No âmbito nacional, o Ministério da Educação reestruturou o chamado Sistema S – formado por organizações criadas por setores da indústria e comércio, entre outras, para qualificar seus trabalhadores, como Senai e Sesi –, para integrá-lo à lista de parceiros do Pronatec. Desta forma, essas instituições receberão incentivos fiscais para abrir turmas gratuitas. “Precisamos recolocar o sistema da educação profissionalizante nos trilhos”, afirma Haddad, completando que em três anos dois terços desta receita serão direcionados a cursos grátis de pelo menos 160 horas no Senai e Senac. Uma qualificação equivalente à certificação técnica de nível médio.
O governo já liberou, por Medida Provisória, R$ 460 milhões para o programa, que também inclui institutos federais.

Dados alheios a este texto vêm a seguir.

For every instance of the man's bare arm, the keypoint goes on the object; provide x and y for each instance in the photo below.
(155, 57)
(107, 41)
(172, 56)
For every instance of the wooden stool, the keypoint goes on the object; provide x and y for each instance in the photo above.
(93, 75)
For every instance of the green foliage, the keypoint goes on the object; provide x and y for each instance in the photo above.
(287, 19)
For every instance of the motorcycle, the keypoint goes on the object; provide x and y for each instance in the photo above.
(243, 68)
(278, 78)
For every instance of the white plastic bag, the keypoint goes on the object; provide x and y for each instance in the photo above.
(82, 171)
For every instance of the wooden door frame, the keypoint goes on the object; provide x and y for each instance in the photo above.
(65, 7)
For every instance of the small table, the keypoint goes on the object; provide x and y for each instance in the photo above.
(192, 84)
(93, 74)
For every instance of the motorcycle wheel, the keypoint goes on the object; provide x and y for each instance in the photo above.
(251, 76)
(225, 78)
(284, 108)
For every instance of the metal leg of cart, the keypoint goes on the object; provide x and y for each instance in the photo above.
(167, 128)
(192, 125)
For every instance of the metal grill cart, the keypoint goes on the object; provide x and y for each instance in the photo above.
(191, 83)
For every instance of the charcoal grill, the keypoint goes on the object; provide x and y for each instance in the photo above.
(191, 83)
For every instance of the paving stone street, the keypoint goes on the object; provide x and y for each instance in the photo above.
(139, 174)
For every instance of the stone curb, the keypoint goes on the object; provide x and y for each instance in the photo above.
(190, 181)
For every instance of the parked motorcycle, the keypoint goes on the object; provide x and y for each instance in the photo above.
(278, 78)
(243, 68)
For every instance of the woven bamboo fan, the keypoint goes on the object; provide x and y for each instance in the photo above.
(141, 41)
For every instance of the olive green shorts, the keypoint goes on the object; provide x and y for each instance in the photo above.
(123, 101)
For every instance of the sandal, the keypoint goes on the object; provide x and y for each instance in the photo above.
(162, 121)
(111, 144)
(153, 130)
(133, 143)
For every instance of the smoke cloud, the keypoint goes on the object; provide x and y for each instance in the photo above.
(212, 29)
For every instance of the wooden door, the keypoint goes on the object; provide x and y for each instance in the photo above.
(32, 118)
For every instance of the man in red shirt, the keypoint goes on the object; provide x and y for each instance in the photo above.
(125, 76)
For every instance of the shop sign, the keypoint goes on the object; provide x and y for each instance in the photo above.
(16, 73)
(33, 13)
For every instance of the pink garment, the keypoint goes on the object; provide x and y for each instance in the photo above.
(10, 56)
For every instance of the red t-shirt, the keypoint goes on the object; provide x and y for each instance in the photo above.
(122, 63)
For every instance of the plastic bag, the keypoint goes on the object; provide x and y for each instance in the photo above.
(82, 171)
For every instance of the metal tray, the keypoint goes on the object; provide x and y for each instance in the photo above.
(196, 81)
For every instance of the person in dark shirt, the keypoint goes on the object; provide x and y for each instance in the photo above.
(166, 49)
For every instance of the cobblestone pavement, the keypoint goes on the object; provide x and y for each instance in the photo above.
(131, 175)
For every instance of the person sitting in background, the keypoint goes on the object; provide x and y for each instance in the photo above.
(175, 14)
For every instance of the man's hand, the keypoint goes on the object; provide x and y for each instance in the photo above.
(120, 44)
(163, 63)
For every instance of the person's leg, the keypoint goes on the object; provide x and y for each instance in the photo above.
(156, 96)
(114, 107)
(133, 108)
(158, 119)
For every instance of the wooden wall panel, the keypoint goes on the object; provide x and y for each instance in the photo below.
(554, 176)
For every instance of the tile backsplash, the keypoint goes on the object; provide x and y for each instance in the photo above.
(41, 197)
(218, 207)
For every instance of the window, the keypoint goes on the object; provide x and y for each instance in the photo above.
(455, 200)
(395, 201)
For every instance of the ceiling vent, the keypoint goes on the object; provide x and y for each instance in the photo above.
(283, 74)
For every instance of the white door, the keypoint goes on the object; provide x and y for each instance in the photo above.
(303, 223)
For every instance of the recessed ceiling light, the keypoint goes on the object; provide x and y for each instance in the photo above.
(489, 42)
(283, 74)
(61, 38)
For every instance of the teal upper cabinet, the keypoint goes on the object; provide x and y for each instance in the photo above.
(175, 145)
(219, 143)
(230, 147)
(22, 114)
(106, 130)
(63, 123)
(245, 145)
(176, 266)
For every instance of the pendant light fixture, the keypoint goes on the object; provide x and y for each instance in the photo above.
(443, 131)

Neste caso, apenas se houver espaço ocioso.
O ministro também anunciou a desoneração de 100% dos tributos previdenciários e trabalhistas para empresas que investirem na qualificação de seus empregados, a fim de estimular o setor privado a aderir ao programa. “É uma espécie de Lei Rouanet da educação.”
Democratização
Em 2008, a rede federal de ensino profissionalizante ganhou universidades tecnológicas. Contudo, a oferta de vagas ainda é limitada e as Fatecs e Etecs adotam a seleção de alunos por meio de provas, embora a maioria dos candidatos não esteja preparada o bastante para conseguir as vagas, admite o secretário de Desenvolvimento Econômico, Ciência e Tecnologia do governo de São Paulo, Alexandre Barbosa. “Em São Paulo tentamos resolver esse vácuo com um programa que oferece mais de 137 cursos de até três meses de duração para pessoas com no mínino 16 anos, habitantes do Estado e alfabetizados”, diz.
A democratização do acesso à educação de qualidade também é um aspecto apontado como vital por Lima. “O filtro das provas é muito severo e a concorrência é perversa. Temos que desenvolver outras alternativas e já discutimos isso com o MEC.”
Contudo, os vestibulares não são os únicos obstáculos à qualificação dos estudantes brasileiros. A necessidade de trabalhar para contribuir com as despesas familiares é um dos fatores cruciais da evasão. Segundo Barbosa, o governo paulista fornece aos matriculados em cursos de curta duração uma bolsa de R$ 230 para transporte e alimentação. “O Brasil vive um apagão de mão de obra e temos muitos desafios para nos consolidarmos e, por isso, precisamos investir nas pessoas. Hoje o poder de uma nação é medido pelo seu conhecimento.”
Um estímulo também presente na rede federal de ensino profissionalizante, explica Lima. “Os estudantes de licenciatura podem angariar uma ‘bolsa sobrevivência’ e depois ingressar como professor no final do curso, mas também há auxílios da Petrobras para garantir a formação de técnicos necessários ao seu setor e opções de iniciação científica.”
Esforço conjunto
De acordo com o presidente da Conifi, diversos institutos federais possuem turmas de nível médio, técnico e superior, com a mesma autonomia das universidades federais. Isto permite abrir cursos específicos para a necessidade da região, atraindo investimentos e movimentando a economia. “A interiorização visa a eliminar as disparidades regionais e permitir que as pessoas fiquem em suas cidades.”
Além disso, Lima aponta que o currículo dos cursos oferecidos visa a um equilíbrio entre a prática e a teoria, com características próprias para não sobrepor os esforços das demais universidades, poupando gastos. “O Pronatec junta a rede federal, a privada e o sistema S para que se completem e atendam à demanda de forma mais completa.”
Os locais, para receber as novas unidades da rede federal de ensino profissionalizante, devem integrar o conjunto de municípios apelidado de G100, composto por 103 cidades com uma característica comum: mais de 80 mil habitantes e arrecadação per capita inferior a R$ 1 mil por ano.
* Publicado originalmente no site da revista Carta Capital.